The Salwarpe is formed by the confluence of the Battlefield and Spadesbourne Brooks in Bromsgrove, it then passes Stoke Prior, Upton Warren, Wychbold, Droitwich.[1] Downstream of Droitwich, it passes Salwarpe, and then meets the River Severn, near Hawford.[2]

Andrew Yarranton attempted unsuccessfully to make it navigable in the 1660s, but in the 21st century a stretch of the river in Droitwich was canalized to link the Barge and Junction sections of the Droitwich Canal.[3][4]

Tributaries include the Elmbridge, Hadley and Hen brooks.[1][2]

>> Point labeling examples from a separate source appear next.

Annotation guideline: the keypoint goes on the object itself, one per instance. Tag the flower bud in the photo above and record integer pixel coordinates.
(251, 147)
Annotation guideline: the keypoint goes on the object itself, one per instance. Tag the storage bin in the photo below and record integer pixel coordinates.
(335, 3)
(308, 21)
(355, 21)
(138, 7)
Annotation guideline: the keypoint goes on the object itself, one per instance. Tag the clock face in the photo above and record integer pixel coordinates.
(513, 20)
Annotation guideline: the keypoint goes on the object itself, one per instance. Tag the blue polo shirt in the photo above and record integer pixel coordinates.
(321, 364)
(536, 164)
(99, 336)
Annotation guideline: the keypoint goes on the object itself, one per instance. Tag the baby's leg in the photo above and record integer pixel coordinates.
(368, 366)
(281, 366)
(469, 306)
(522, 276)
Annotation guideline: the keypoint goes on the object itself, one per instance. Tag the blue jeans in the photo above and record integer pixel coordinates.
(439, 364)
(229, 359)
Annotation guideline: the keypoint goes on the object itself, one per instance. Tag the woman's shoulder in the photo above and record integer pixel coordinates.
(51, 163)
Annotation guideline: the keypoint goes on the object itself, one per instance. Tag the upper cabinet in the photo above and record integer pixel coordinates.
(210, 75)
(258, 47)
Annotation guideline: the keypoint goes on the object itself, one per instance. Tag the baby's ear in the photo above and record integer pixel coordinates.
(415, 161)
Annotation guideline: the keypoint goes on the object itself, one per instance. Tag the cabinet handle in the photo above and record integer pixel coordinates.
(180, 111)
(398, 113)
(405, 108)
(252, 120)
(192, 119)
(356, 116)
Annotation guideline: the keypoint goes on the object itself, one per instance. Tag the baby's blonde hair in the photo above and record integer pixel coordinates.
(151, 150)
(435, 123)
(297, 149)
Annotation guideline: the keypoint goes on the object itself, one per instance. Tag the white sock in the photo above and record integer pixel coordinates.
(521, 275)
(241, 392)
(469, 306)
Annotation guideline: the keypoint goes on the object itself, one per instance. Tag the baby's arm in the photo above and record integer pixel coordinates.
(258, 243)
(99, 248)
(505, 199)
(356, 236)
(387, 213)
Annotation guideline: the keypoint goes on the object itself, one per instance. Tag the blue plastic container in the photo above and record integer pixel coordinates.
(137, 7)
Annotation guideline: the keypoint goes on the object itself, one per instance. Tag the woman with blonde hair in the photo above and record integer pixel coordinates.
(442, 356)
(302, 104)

The flow of the Salwarpe has been measured in its lower reaches at Harford Hill since 1958. The long-term record shows that the catchment of 184 square kilometres (71 sq mi) to the gauging station yielded an average flow of 1.35 cubic metres per second (48 cu ft/s).[5] The highest river level recorded at the station occurred in January 1960 with a height of 2.69 metres (8 ft 10 in), giving a corresponding flow of 39 cubic metres per second (1,400 cu ft/s).[6]

The Salwarpe catchment upstream of the station has an average annual rainfall of 666 millimetres (26.2 in) and a maximum altitude of 294 metres (965 ft) at Beacon Hill, in Lickey Hills Country Park at its north-eastern edge. Land use is primarily agricultural arable and grassland.[7]